Fifi Mutzenbacher




contra





Dame & Schwein

vorgeführt von
-
Erwin Leder-

Zwei Meisterwerke deutschsprachiger erotischer Literatur

Fifi Mutzenbacher con:tra Dame & Schwein

Gegensätzliche Erotik

ersonnen von
Wolfgang Bertrand und Bodo Kirchhoff


Die erotische Prosa beider Autoren vermittelt sich uns als Poesie ihrer jeweils gesellschaftlichen Umstände formal entsprechend gegensätzlich als Poesie der Parodie und Poesie der Romanze. Im Lichte meiner Scheinwerfer erscheinen mir die beiden wie blitzende Klingen, die sich einander zuwenden, einander zublinzeln und sich zusammenfügen wie ein zweischneidiges Schwert, welches naturgemäß zweier Klingen bedarf, in diesem Falle gegensätzlich vorsätzlicher in sich, für sich und daher auch an sich.


Wolfgang Bertrands Pornoparodie "Texasgirl und Mutzenfifi" entstand 1971; der mit ihm befreundete Helmut Qualtinger erkannte ihre Wirkung und brachte sie etwa 10 Jahre später in einer eigenen Fassung als LP "Fifi Mutzenbacher" einem breiten Publikum näher. Die Geschichte gilt als Findung der Art von Literatur, die alles in den Mund nimmt, nichts, aber auch gar nichts auslässt, kein Tabu und kein Pardon zu kennen scheint. Die Unverblümtheit und scheinbare Wahllosigkeit der Sprache in all ihrer Fülle dialektischer Facetten lässt Vorurteile und Moral sich selbst auflösen. Vordergründig direkt, klar und deutlich, schnell löst sie als Poesie hintergründig, woran Menschen oft ein Leben lang arbeiten: wir lachen über die Zerstörung verbaler Begriffe moralischer Hierarchie.

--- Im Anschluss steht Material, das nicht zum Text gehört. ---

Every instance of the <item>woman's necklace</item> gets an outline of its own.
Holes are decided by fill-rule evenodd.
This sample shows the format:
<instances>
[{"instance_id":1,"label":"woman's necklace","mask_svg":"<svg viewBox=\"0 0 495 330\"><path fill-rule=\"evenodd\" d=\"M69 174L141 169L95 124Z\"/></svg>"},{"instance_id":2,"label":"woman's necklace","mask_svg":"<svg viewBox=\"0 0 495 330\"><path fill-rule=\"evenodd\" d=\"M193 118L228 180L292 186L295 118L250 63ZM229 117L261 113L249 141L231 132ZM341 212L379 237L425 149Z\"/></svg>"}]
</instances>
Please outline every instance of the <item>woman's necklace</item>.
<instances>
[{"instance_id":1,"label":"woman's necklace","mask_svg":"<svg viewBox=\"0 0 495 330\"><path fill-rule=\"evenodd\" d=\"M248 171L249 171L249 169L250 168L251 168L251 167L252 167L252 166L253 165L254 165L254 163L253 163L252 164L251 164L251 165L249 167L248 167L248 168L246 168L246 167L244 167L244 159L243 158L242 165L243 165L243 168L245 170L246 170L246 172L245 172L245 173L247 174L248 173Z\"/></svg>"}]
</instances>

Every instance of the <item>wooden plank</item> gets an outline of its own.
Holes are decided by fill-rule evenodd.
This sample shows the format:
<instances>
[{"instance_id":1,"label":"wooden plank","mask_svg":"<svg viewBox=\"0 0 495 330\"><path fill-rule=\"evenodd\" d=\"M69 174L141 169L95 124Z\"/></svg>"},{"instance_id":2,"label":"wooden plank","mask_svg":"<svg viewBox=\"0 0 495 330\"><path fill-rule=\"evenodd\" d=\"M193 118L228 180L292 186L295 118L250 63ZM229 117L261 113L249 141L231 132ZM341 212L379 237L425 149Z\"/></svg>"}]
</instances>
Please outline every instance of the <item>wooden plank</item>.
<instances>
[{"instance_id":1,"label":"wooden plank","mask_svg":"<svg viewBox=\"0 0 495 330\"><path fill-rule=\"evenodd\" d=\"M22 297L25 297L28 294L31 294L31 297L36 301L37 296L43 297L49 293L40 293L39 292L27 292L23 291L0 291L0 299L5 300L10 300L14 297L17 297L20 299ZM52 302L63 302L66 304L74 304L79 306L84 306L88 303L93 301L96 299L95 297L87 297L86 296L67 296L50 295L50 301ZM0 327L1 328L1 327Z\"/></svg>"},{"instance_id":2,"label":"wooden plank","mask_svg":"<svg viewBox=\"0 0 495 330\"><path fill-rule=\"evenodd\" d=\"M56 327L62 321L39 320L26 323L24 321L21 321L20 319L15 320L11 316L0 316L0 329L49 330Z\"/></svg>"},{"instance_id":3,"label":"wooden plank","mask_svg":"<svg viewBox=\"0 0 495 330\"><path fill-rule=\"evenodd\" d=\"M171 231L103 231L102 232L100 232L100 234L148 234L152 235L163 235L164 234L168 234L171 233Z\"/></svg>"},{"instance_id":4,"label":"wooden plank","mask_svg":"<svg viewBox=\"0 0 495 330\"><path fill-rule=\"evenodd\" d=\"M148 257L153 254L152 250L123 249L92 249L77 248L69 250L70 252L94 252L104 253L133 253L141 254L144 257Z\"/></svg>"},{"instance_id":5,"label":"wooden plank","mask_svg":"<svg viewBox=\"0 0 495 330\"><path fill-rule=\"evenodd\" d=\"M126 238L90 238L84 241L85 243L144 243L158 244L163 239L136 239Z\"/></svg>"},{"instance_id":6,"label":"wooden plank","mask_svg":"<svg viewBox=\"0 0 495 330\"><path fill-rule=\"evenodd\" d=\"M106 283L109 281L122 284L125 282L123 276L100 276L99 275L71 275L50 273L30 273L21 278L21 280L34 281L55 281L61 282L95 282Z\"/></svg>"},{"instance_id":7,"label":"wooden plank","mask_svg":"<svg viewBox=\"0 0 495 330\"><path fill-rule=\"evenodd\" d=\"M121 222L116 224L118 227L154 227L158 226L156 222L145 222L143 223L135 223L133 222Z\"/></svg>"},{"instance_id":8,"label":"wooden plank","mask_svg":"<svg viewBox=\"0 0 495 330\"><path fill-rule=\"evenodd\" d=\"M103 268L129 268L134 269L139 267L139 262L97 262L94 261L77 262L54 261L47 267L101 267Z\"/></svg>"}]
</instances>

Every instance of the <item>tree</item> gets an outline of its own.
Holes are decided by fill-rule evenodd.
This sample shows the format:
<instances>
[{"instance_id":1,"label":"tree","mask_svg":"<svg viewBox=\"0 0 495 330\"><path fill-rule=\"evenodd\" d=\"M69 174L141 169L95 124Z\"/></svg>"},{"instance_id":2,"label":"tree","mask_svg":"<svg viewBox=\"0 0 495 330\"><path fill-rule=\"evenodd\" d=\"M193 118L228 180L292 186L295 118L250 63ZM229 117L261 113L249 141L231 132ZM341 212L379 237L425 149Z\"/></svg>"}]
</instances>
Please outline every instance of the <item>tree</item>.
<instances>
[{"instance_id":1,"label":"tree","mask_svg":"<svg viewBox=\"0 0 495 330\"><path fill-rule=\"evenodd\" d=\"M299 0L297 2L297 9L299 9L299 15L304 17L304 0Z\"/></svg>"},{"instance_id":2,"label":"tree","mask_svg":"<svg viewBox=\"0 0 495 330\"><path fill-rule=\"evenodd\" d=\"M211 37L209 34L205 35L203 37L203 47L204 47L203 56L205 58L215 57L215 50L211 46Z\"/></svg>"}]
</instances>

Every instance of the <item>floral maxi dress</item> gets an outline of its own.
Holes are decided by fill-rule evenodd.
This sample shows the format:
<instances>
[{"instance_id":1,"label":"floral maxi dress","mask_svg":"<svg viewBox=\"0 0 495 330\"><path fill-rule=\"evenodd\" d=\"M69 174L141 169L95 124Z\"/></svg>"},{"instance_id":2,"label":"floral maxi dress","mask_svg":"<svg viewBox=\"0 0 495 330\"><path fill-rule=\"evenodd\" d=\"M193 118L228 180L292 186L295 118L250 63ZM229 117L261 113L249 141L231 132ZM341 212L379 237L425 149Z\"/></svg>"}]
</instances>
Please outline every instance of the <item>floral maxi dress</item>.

Ganz anders die erotische Poesie des auf samtenen Pfoten schleichenden Panthers Bodo Kirchhoff, zuletzt verfolgt er jedoch die gleiche Absicht. Langsam, wählerisch und unerbittlich konsequent lässt er seinen scharfen, spitzen Geist durch den Dschungel des Verlangens pirschen, sich genüsslich nie ganz preisgebend vermeidet der Jäger manch verräterischen Eklat, vorzeitige Ausbrüche der Entladung, stets züngelnd nach einem Aufschrei endlich erlösender Erfüllung in den unendlichen Weiten menschlicher Beziehung.


"Dame und Schwein" vermittelt uns den Reiz des Unaussprechlichen, hat das Zeug, uns in prickelnder Erregung an die Grenzen unserer Phantasie zu versetzen, regt an, über den eigenen Schatten zu springen, treibt an, das Unaussprechliche zu wagen, es in der Tat umzusetzen. Doch je leidenschaftlicher Kirchhoffs Hingabe zum Hochseil, desto ausgewogener tanzt er sein Lied zwischen Gefühl und Verstand, und desto ruhiger verhält sich die Waage zwischen Nähe und Abstand, bis zu dem Punkt, an welchem der Geist bereit ist, sich selbst anzusehen und zu verstehen, ohne in Widerstand oder Begehren an Gleichgewicht zu verlieren und so fähig wird, sich von sich selbst zu lösen, zu verschmelzen und sich somit zu erfüllen.


Diese Literatur bedarf einander freilich nicht, um jeweils ihre Vollendung zu begreifen, doch bedarf es, um ihre gemeinsame Wirkung hervorzuheben, um zu erfassen, was sie gemeinsam auslöst, für uns eines Abends im gegensätzlichen Licht dieser Werke, letztlich, um sich an ihrer gemeinsamen Wirkung zu erfreuen.